Donald O. Pederson
Donald Pederson was born on 30 September 1925 in Hallock, Minnesota. He received a B.S. from North Dakota State University in 1948 and both an M.S. and Ph.D. from Stanford University in 1949 and 1951, all in Electrical Engineering.
In 1955 he joined the University of California at Berkeley, where he is now Professor Emeritus in the Department of Electrical Engineering and Computer Sciences. Throughout his 50-year teaching and research career - more than half of it at the University of California at Berkeley -Pederson has concentrated on the design and performance of electronic circuits. His work on circuits began with those using vacuum tubes as the active devices, then transistors and finally large-scale integrated circuits, with special attention to new and improved design technologies.

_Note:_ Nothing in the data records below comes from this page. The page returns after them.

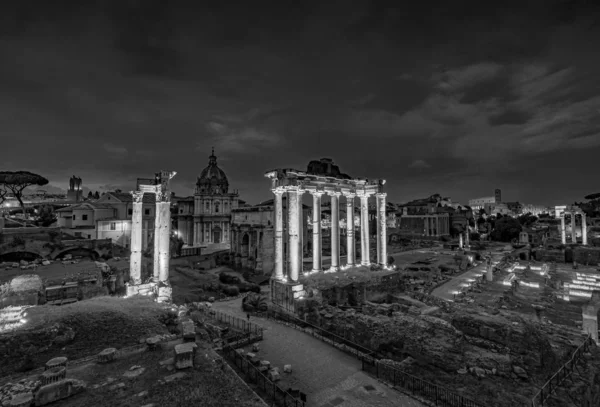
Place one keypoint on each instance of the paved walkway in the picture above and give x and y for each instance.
(447, 290)
(327, 375)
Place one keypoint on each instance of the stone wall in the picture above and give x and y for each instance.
(549, 255)
(586, 255)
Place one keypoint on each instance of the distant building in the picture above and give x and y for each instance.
(479, 203)
(108, 218)
(252, 234)
(205, 218)
(75, 192)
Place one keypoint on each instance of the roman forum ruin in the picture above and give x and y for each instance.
(159, 284)
(573, 211)
(284, 280)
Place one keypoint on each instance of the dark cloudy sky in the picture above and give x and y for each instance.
(451, 97)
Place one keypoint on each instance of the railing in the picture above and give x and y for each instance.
(234, 322)
(269, 391)
(371, 363)
(190, 251)
(317, 332)
(562, 374)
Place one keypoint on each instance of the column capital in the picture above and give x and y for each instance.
(137, 196)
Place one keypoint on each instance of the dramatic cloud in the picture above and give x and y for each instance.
(118, 90)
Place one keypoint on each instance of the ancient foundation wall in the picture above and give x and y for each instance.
(586, 255)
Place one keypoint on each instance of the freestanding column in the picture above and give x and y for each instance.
(293, 232)
(316, 220)
(335, 231)
(364, 229)
(573, 228)
(135, 261)
(350, 249)
(278, 207)
(583, 230)
(162, 238)
(381, 229)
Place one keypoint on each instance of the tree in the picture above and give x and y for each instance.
(17, 181)
(46, 216)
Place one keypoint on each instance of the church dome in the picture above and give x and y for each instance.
(212, 179)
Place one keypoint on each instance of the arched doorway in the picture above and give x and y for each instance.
(245, 245)
(217, 233)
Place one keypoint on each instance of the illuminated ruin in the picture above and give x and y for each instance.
(159, 284)
(294, 183)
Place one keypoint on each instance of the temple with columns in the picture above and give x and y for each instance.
(285, 286)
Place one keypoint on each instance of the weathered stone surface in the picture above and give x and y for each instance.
(58, 391)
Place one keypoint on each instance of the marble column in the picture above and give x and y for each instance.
(135, 261)
(583, 230)
(293, 233)
(278, 209)
(350, 245)
(335, 231)
(162, 240)
(364, 229)
(573, 228)
(381, 229)
(317, 238)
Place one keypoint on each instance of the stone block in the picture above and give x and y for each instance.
(273, 375)
(21, 400)
(53, 375)
(297, 287)
(57, 391)
(107, 355)
(55, 362)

The development of SPICE (Simulation Program with Integrated Circuits Emphasis) was a major achievement in combining software engineering, numerical analysis and modeling of transistors for integrated circuit implementation. For more than 25 years SPICE has been the standard means of simulating circuits at the transistor level.
Pederson ' s research efforts have been reported in more than 100 technical publications, while his teaching has influenced countless graduate students. Before his retirement in 1991, he was the inaugural E.L. and H.H. Buttner Professor of Electrical Engineering.

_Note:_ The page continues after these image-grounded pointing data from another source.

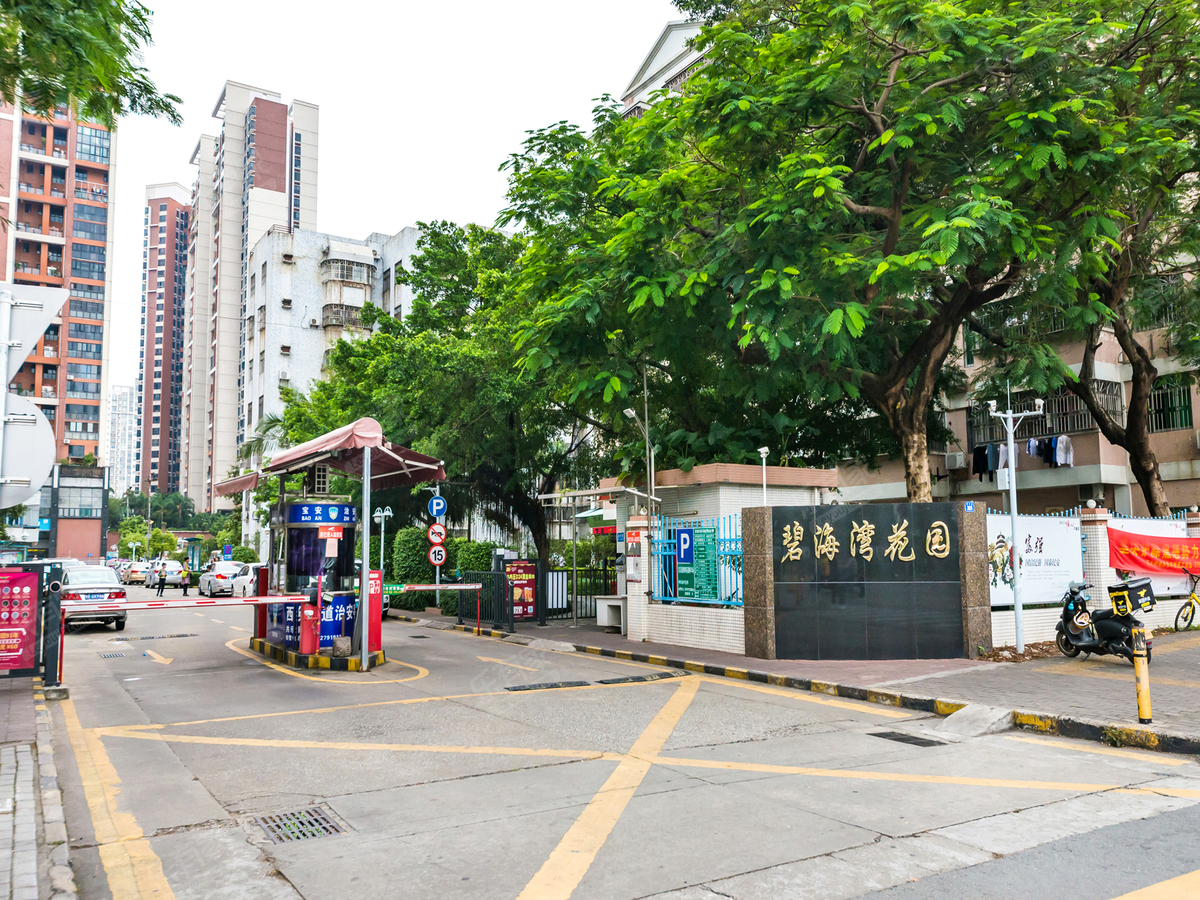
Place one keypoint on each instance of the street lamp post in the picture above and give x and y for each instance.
(762, 453)
(382, 516)
(1012, 420)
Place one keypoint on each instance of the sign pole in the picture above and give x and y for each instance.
(365, 575)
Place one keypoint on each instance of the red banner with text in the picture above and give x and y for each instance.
(1152, 553)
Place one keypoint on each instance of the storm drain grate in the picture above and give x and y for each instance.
(154, 637)
(901, 738)
(300, 826)
(546, 685)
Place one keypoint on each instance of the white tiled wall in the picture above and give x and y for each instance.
(708, 629)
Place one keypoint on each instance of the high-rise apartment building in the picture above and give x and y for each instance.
(55, 189)
(165, 234)
(120, 438)
(258, 173)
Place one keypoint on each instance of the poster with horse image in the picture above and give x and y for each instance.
(1048, 549)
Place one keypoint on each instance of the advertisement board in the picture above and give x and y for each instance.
(1049, 550)
(696, 556)
(523, 583)
(18, 619)
(1165, 585)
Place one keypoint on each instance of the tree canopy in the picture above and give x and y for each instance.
(835, 192)
(85, 54)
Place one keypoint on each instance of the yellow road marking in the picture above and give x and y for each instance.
(963, 781)
(421, 672)
(858, 706)
(489, 659)
(132, 868)
(1145, 756)
(570, 861)
(289, 744)
(1186, 887)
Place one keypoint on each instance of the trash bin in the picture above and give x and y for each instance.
(1135, 593)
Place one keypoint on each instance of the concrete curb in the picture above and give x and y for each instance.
(311, 660)
(1110, 733)
(54, 831)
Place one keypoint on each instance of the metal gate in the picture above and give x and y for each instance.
(492, 606)
(589, 583)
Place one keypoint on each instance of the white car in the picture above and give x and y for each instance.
(91, 583)
(245, 583)
(219, 579)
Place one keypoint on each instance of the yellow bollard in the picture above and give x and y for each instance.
(1141, 675)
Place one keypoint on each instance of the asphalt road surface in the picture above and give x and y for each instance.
(430, 779)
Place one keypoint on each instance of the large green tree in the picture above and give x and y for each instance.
(444, 382)
(850, 183)
(81, 53)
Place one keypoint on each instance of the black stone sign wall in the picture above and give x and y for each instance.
(879, 581)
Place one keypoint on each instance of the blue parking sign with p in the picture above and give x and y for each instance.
(685, 544)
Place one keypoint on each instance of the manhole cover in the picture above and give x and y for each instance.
(300, 826)
(901, 738)
(153, 637)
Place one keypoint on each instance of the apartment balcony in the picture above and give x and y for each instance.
(341, 316)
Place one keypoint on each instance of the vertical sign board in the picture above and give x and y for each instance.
(522, 577)
(18, 619)
(879, 581)
(696, 564)
(1049, 550)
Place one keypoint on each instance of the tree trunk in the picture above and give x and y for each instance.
(915, 450)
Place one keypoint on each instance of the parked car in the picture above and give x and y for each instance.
(219, 579)
(90, 583)
(168, 570)
(245, 583)
(136, 573)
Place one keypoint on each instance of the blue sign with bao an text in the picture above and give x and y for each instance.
(323, 514)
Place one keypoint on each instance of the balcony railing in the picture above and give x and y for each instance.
(341, 316)
(1065, 414)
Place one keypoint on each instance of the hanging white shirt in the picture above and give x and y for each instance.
(1063, 454)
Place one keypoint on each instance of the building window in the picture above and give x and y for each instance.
(93, 144)
(1170, 405)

Pederson was elected a Berkeley Fellow in 1995. He has an honorary Ph.D. from the Katholieke Universiteit in Leuven, Belgium and was a Fulbright Lecturer in Ireland.
Named a Fellow of the IEEE in 1964 and a Life Fellow in 1991, he received the IEEE Education Medal in 1969, the IEEE Centennial Medal in 1984 and the IEEE Solid-State Circuits Council's Outstanding Development Award in 1985. He was awarded the IEEE Medal of Honor in 1998, "For creation of the SPICE Program, universally used for the computer aided design of circuits."
Pederson is a member of the National Academy of Engineering and the National Academy of Sciences and a Fellow of the American Association for the Advancement of Science and the American Academy of Arts and Sciences. Industry has recognized his achievements as well, honoring him with the Semiconductor Industry Association's inaugural University Research Award, the Phil Kaufman Award from the Electrical Design Automation Companies and, as co-recipient, the 1996 Computer & Communication Promotion Prize.